No. 44 – New York Jets
- Position: Linebacker
- Roster status: Active

Personal information
- Born: January 12, 2000 (age 26) Jensen Beach, Florida, U.S.
- Listed height: 6 ft 2 in (1.88 m)
- Listed weight: 216 lb (98 kg)

Career information
- High school: Jensen Beach
- College: Auburn (2018–2020)
- NFL draft: 2021: 5th round, 146th overall pick

Career history
- New York Jets (2021–present);

Awards and highlights
- NFL solo tackles leader (2024);

Career NFL statistics as of Week 2, 2026
- Total tackles: 399
- Sacks: 4.5
- Forced fumbles: 1
- Pass deflections: 13
- Stats at Pro Football Reference

= Jamien Sherwood =

American football player (born 2000)

Jamien Sherwood (born January 12, 2000) is an American professional football linebacker for the New York Jets of the National Football League (NFL). He played college football for the Auburn Tigers.

==Early life==
Sherwood attended Jensen Beach High School in Jensen Beach, Florida. He committed to Auburn University to play college football.

==College career==
Sherwood played in 13 games his true freshman season at Auburn in 2018 and recorded 23 tackles, one interception and 1.5 sacks. As a sophomore in 2019, he had 43 tackles in 13 games. As a junior in 2020, Sherwood became a starter for the first time. He finished the 2020 season with 75 tackles and one sack.

==Professional career==

Sherwood was selected in the fifth round (146th overall) of the 2021 NFL draft by the New York Jets. Sherwood started in his NFL debut in Week 1 against the Carolina Panthers. In Week 7, Sherwood suffered a torn Achilles and was placed on season-ending injured reserve on October 26, 2021. As a rookie, he started in four of the five games he played in. He finished with 15 total tackles.

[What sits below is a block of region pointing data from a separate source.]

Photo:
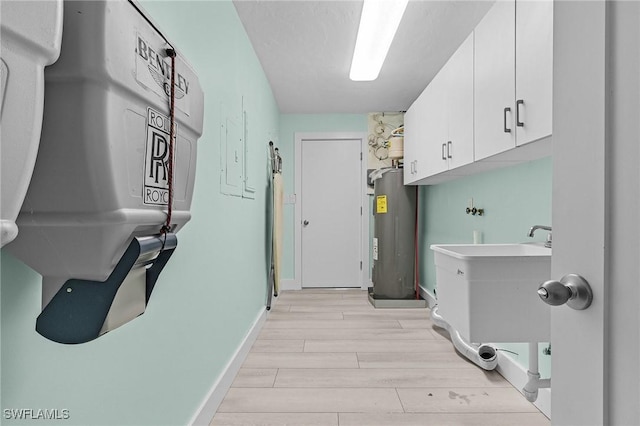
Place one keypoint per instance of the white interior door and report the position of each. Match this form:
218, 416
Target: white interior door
331, 213
596, 231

Sherwood returned from his injury for the 2022 season. He appeared in all 17 games. He recorded 16 total tackles and mainly played special teams. In the 2023 season, he had 46 tackles, one pass defended, and one forced fumble in 17 games and three starts.

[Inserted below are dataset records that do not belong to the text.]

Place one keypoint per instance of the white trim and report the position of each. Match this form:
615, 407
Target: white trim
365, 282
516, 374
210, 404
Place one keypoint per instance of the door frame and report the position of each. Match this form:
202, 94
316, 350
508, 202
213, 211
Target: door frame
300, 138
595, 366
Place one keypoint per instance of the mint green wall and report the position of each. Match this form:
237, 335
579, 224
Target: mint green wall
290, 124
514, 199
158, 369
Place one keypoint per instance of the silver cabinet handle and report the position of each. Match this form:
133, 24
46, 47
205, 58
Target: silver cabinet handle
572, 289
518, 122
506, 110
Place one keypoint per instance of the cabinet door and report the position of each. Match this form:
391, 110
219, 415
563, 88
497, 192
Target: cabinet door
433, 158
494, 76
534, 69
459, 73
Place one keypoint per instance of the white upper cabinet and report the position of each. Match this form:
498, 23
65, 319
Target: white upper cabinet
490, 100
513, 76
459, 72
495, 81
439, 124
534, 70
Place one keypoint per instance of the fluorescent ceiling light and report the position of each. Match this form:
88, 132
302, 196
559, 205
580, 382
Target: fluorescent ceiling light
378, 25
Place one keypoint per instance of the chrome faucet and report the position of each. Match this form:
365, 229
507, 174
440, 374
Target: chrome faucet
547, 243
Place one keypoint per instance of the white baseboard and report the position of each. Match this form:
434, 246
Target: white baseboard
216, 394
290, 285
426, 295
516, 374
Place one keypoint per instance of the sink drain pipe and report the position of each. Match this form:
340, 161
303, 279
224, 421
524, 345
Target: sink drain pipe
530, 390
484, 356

On March 12, 2025, Sherwood signed a three-year, $45 million contract extension with the Jets.

Pre-draft measurables
| Height | Weight | Arm length | Hand span | Wingspan | 40-yard dash | 10-yard split | 20-yard split | 20-yard shuttle | Three-cone drill | Vertical jump | Broad jump | Bench press |
| 6 ft 1+3⁄4 in (1.87 m) | 216 lb (98 kg) | 34 in (0.86 m) | 10 in (0.25 m) | 6 ft 9+7⁄8 in (2.08 m) | 4.74 s | 1.64 s | 2.82 s | 4.36 s | 7.15 s | 36.0 in (0.91 m) | 10 ft 3 in (3.12 m) | 15 reps |
All values from Pro Day

==NFL career statistics==

Legend
|  | Led the league |
| Bold | Career high |

===Regular season===

Year: Team; Games; Tackles; Interceptions; Fumbles
GP: GS; Cmb; Solo; Ast; Sck; TFL; Int; Yds; Avg; Lng; TD; PD; FF; Fmb; FR; Yds; TD
2021: NYJ; 5; 4; 15; 8; 7; 0.0; 0; 0; 0; 0.0; 0; 0; 0; 0; 0; 0; 0; 0
2022: NYJ; 17; 0; 16; 12; 4; 0.5; 1; 0; 0; 0.0; 0; 0; 0; 0; 0; 0; 0; 0
2023: NYJ; 17; 3; 46; 28; 18; 0.0; 3; 0; 0; 0.0; 0; 0; 1; 1; 0; 0; 0; 0
2024: NYJ; 17; 16; 158; 98; 60; 2.0; 10; 0; 0; 0.0; 0; 0; 3; 0; 0; 0; 0; 0
2025: NYJ; 17; 16; 154; 71; 83; 2.0; 8; 0; 0; 0.0; 0; 0; 8; 0; 0; 0; 0; 0
2026: NYJ; 2; 2; 10; 5; 5; 0.0; 1; 0; 0; 0.0; 0; 0; 1; 0; 0; 0; 0; 0
Career: 75; 41; 399; 222; 177; 4.5; 23; 0; 0; 0.0; 0; 0; 13; 1; 0; 0; 0; 0

==Personal life==

Sherwood and his girlfriend Megan Lauren are expecting a baby girl, due to arrive in May 2026.